Subject: Grand Trunk Railway

 

Dear Jason et al;

I have not read the case but I will rely on your summary. I hesitate to comment on contract but I will dive in anyway! I think there are two issues.

The first is whether the respondent, Robinson, is a party to a contract which contains the exclusion clause. He signed nothing. His agreement was with the owner. The only way that he could be a party to the contract seems to me to be if the owner was acting as his agent for conclusion of a contract. But on no common sense analysis of the situation would this be the case. He was presumably doing a job for the owner, and he expected the owner to arrange transport. But he did not expressly or impliedly authorise the owner to create contractual relations on his behalf with someone else.

There is a second issue here as to whether, even if the owner's rep was entering into a contract for Robinson, sufficient notice of the limitation of liability was given and when. The owner's rep signed it. The High Court decision in Toll (FGCT) Pty Limited v Alphapharm Pty Limited [2004] HCA 52 strongly suggests that someone who signs a document will be bound by it, even where it contains something of an unusual exclusion clause. They distinguish "ticket" cases where parties are simply given a document, from cases of signature - [54]-[57].

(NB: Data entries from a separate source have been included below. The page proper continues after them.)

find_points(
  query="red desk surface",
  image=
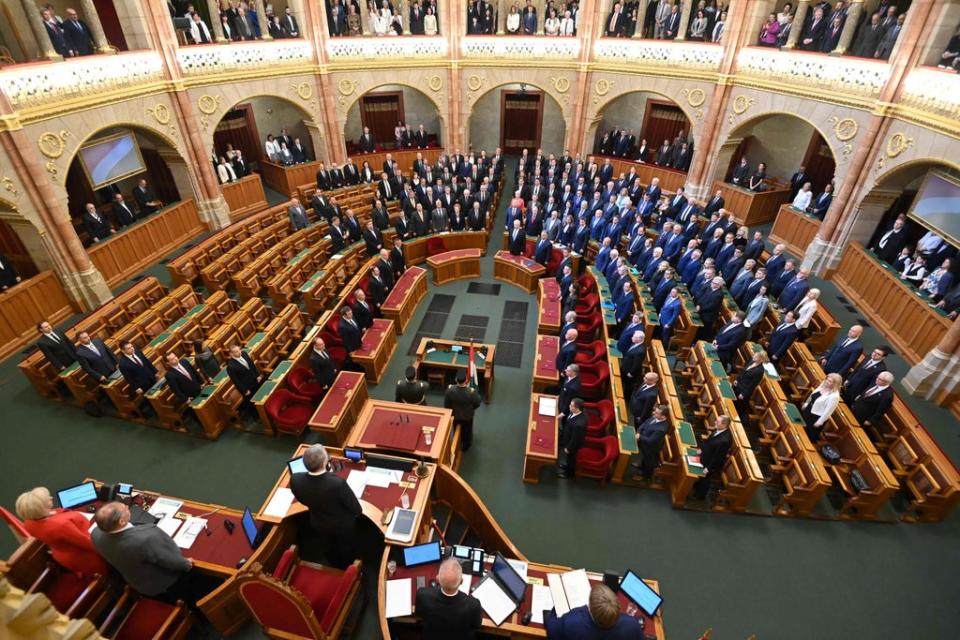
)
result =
(547, 347)
(521, 261)
(374, 336)
(335, 401)
(403, 286)
(448, 256)
(383, 422)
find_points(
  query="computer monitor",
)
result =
(641, 593)
(508, 578)
(421, 554)
(250, 528)
(77, 495)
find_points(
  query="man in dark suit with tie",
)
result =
(182, 378)
(332, 505)
(866, 372)
(844, 353)
(95, 358)
(57, 348)
(137, 370)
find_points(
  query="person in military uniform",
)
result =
(464, 401)
(411, 390)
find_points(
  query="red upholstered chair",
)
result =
(15, 526)
(593, 380)
(596, 456)
(301, 599)
(302, 383)
(289, 411)
(591, 353)
(599, 417)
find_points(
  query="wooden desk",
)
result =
(543, 434)
(407, 293)
(459, 264)
(545, 372)
(549, 318)
(442, 357)
(517, 270)
(376, 349)
(338, 411)
(751, 208)
(397, 428)
(374, 500)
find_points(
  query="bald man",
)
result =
(445, 611)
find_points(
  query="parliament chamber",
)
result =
(437, 319)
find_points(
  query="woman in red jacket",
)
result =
(65, 532)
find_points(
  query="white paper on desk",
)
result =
(399, 598)
(577, 588)
(280, 503)
(189, 532)
(556, 593)
(169, 525)
(357, 481)
(163, 507)
(495, 602)
(547, 407)
(542, 601)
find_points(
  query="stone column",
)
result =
(44, 46)
(213, 6)
(798, 20)
(93, 21)
(849, 28)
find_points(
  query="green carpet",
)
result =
(739, 574)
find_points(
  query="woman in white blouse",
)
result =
(821, 404)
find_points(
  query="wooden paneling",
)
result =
(21, 307)
(128, 252)
(245, 196)
(794, 229)
(904, 318)
(751, 207)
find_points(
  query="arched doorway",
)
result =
(517, 116)
(383, 109)
(646, 116)
(784, 142)
(113, 161)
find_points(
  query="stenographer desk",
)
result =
(401, 429)
(338, 410)
(409, 289)
(375, 501)
(434, 354)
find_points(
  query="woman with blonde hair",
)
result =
(821, 404)
(66, 533)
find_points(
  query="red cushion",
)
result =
(144, 619)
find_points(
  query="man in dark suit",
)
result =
(182, 378)
(863, 376)
(332, 505)
(868, 407)
(95, 358)
(445, 611)
(844, 353)
(243, 372)
(644, 398)
(571, 437)
(57, 348)
(136, 368)
(650, 437)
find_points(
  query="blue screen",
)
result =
(296, 465)
(78, 495)
(422, 554)
(638, 591)
(249, 526)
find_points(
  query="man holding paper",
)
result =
(446, 612)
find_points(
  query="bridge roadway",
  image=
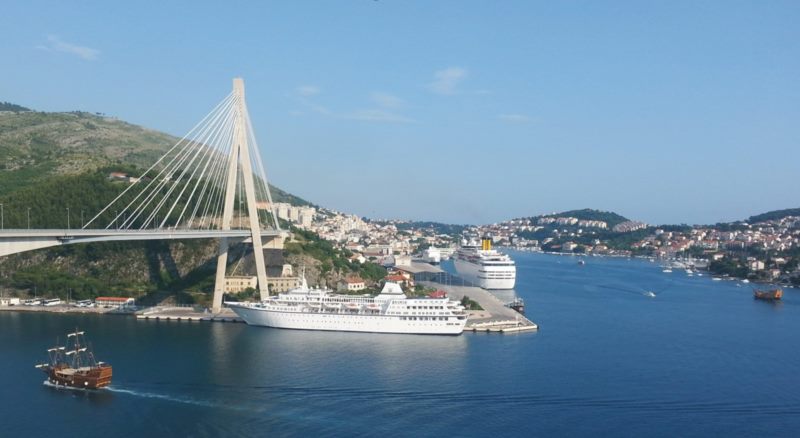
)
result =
(15, 241)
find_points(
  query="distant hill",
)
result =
(36, 146)
(437, 227)
(53, 161)
(8, 106)
(773, 215)
(591, 215)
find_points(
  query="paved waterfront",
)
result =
(494, 314)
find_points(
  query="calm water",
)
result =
(702, 358)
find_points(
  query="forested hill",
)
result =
(36, 146)
(773, 215)
(8, 106)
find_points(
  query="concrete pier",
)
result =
(186, 314)
(495, 317)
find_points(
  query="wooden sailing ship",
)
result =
(74, 366)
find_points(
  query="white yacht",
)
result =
(484, 266)
(389, 312)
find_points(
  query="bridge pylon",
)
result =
(240, 160)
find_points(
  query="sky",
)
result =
(455, 111)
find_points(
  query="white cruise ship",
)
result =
(485, 267)
(389, 312)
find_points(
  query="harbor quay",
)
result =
(495, 316)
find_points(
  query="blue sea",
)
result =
(701, 358)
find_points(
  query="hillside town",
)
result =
(766, 250)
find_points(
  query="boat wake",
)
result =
(184, 400)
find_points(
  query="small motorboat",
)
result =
(768, 295)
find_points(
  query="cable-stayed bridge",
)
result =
(210, 184)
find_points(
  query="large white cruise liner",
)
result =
(388, 312)
(484, 266)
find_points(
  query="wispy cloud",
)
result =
(378, 115)
(308, 90)
(446, 81)
(386, 100)
(384, 110)
(516, 118)
(56, 44)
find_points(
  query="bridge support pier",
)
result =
(240, 159)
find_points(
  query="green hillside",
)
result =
(53, 161)
(36, 146)
(8, 106)
(773, 215)
(608, 217)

On the facts in Toll the HC also found that the party who had signed the exclusion clause was acting as the agent of the party who suffered the damage. But I think the facts are different here.

 

Regards
Neil Foster

Neil Foster
Lecturer & LLB Program Convenor
School of Law
Faculty of Business & Law
University of Newcastle
Callaghan NSW 2308
AUSTRALIA
ph 02 4921 7430
fax 02 4921 6931

 

>>> Jason Neyers 27/09/06 12:16 >>>

Colleagues:

Does anyone have an opinion about the Privy Council's decision (by Haldane) in Grand Trunk Railway v. Robinson [1915] AC 740? I have an uneasy feeling about the case for a number of reasons (pre-D v S view of negligence, violation of Dunlop v. Selfridge) but I wonder what others thought.

From the Headnote:

 

The respondent, by arrangement with the owner of a horse, travelled in charge of it upon the appellants' railway. The owner's representative, in the presence of the respondent, signed a "livestock special contract," in a form authorized by the Board of Railway Commissioners for Canada. This contract provided for the carriage of the horse and contained, upon its face, a condition relieving the appellants from liability for death or injuries, even where caused by negligence, to a person permitted to travel with the horse at less than full fare. The document was handed to the respondent in order, as he knew, to show that he was travelling with the horse, but neither he nor the owner's representative read the conditions. A half fare was charged for the conveyance of the respondent, and, together with the freight for the horse, was payable by the owner upon delivery. Across the face of the contract was printed in large red type "Read this special contract," and at the side was written (but not as part of the authorized form) "Pass man in charge half fare."

The respondent, having been injured during the journey by the negligence of the appellants, sued to recover damages:-

Held, (1.) that the true inference was that the respondent accepted the document knowing that it contained a contract made on his behalf for his conveyance, and that he was bound by the condition on its face exempting the appellants from liability.